Pink rectangles represent Commit Objects. Each points to its parent (red arrows) and its root tree (green arrows).
Blue rectangles represent Tree Objects (directories). Each points to blobs (light blue arrows) or other trees (not shown for simplicity).
Green rectangles represent Blob Objects (file contents).

5. Refs, HEAD, and Branches as Pointers

Branches in Git are not separate copies of your code; they are incredibly lightweight pointers (references, or “refs”) to specific commit objects. A branch simply tells Git: “this is the current tip of this line of development.”

Refs: Stored in .git/refs/. Specifically, .git/refs/heads/ contains files named after your branches, and each file contains the SHA-1 hash of the commit that branch points to. Similarly, .git/refs/tags/ contains pointers for tags.
HEAD: This special ref is a pointer to the branch you are currently working on. It’s usually a symbolic reference, meaning it points to another ref (a branch). When you git checkout <branch-name>, you’re simply changing what HEAD points to.

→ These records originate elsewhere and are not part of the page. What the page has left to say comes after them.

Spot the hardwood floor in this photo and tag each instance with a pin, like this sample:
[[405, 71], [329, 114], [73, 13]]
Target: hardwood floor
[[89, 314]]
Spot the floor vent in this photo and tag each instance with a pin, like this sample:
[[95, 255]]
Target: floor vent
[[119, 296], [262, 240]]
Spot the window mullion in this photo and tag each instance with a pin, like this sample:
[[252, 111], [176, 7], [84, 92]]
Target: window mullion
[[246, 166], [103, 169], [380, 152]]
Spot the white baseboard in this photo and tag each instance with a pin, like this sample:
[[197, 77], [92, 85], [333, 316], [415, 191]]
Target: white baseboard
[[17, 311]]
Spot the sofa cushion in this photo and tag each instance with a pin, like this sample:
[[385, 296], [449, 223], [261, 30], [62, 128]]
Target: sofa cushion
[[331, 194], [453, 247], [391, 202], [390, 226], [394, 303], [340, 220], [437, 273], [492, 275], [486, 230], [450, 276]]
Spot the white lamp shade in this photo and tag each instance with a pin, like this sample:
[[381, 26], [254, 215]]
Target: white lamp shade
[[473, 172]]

When HEAD points directly to a commit (not a branch), you are in a “detached HEAD” state.

Let’s see our current HEAD and branch ref:

# View what HEAD points to
cat .git/HEAD

# View the main branch ref (assuming 'main' is your default branch)
cat .git/refs/heads/main

Expected Output (similar to):

# cat .git/HEAD
ref: refs/heads/main

# cat .git/refs/heads/main
2f1a... (this will be the hash of your latest commit)

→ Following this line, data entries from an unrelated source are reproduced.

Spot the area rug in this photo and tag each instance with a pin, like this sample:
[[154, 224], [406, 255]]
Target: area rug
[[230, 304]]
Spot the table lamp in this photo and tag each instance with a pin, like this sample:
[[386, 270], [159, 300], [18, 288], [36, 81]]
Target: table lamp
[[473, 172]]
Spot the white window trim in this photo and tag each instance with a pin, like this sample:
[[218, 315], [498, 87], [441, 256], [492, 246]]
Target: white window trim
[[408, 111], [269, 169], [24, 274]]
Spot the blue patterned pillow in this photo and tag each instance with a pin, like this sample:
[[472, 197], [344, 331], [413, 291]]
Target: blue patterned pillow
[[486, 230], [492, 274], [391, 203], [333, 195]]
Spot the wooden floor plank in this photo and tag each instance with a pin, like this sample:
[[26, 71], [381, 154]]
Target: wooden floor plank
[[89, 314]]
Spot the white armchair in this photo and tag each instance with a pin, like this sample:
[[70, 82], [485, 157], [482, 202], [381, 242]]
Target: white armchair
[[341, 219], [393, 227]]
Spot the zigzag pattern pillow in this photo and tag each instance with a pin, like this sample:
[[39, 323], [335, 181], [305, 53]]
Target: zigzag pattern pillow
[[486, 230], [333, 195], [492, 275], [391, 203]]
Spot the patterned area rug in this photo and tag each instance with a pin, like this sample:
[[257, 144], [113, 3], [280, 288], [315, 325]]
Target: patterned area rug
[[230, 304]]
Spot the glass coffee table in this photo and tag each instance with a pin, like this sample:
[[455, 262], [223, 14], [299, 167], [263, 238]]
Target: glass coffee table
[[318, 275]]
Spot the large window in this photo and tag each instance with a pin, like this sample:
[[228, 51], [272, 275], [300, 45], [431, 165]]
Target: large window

This clearly shows that HEAD points to the main branch, and the main branch points to the SHA-1 hash of your latest commit. When you make a new commit, Git creates a new commit object, and then moves the branch pointer (and thus HEAD) to this new commit. This is why branches are so cheap and fast in Git.

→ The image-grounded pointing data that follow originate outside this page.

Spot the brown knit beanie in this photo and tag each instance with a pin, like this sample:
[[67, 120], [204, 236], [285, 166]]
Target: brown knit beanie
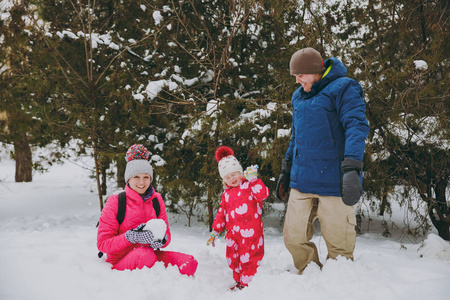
[[306, 61]]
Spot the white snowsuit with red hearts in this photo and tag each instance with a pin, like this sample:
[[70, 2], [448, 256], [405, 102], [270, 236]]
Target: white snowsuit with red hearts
[[240, 214]]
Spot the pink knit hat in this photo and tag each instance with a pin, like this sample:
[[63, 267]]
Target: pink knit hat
[[227, 162], [137, 162]]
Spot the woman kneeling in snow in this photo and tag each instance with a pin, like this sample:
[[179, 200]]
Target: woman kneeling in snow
[[135, 243]]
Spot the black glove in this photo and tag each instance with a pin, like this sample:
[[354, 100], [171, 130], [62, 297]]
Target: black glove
[[284, 180], [351, 183]]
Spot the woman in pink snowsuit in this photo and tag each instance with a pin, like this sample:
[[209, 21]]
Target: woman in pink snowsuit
[[240, 214], [135, 243]]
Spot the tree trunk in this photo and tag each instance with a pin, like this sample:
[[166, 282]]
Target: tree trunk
[[24, 161], [439, 210], [97, 177]]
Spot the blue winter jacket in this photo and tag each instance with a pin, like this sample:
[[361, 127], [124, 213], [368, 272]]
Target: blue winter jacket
[[328, 124]]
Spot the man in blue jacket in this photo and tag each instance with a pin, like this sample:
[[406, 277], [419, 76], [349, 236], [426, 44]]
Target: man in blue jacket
[[323, 164]]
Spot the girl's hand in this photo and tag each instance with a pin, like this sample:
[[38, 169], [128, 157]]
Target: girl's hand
[[212, 237], [251, 172]]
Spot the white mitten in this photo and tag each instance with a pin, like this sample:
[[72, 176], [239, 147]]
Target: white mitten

War Story: The Disappearing ConfigMap

A medium-sized startup, let’s call them “KubeFlow Inc.”, was struggling with configuration drift across their development and staging Kubernetes environments. Their main application relied on a critical ConfigMap for database connection strings and feature flags. One day, a junior developer, assigned to clean up old feature branches, decided to delete a local branch named feature/db-migration. She correctly understood that git branch -d feature/db-migration would delete the pointer to the branch. However, she had also performed an experimental git rebase on that branch earlier, which had inadvertently copied the main branch’s history, including a temporary commit that removed the critical ConfigMap for testing purposes, then immediately undid it. When she deleted the branch, she didn’t realize that the commit object itself, which was briefly the only place that ConfigMap was correctly referenced in her local repository, was then eligible for garbage collection. She thought she was only deleting a label. A day later, her local main branch was force-pushed to the remote. The next deployment from main then suddenly omitted the ConfigMap, causing a cascade of failures.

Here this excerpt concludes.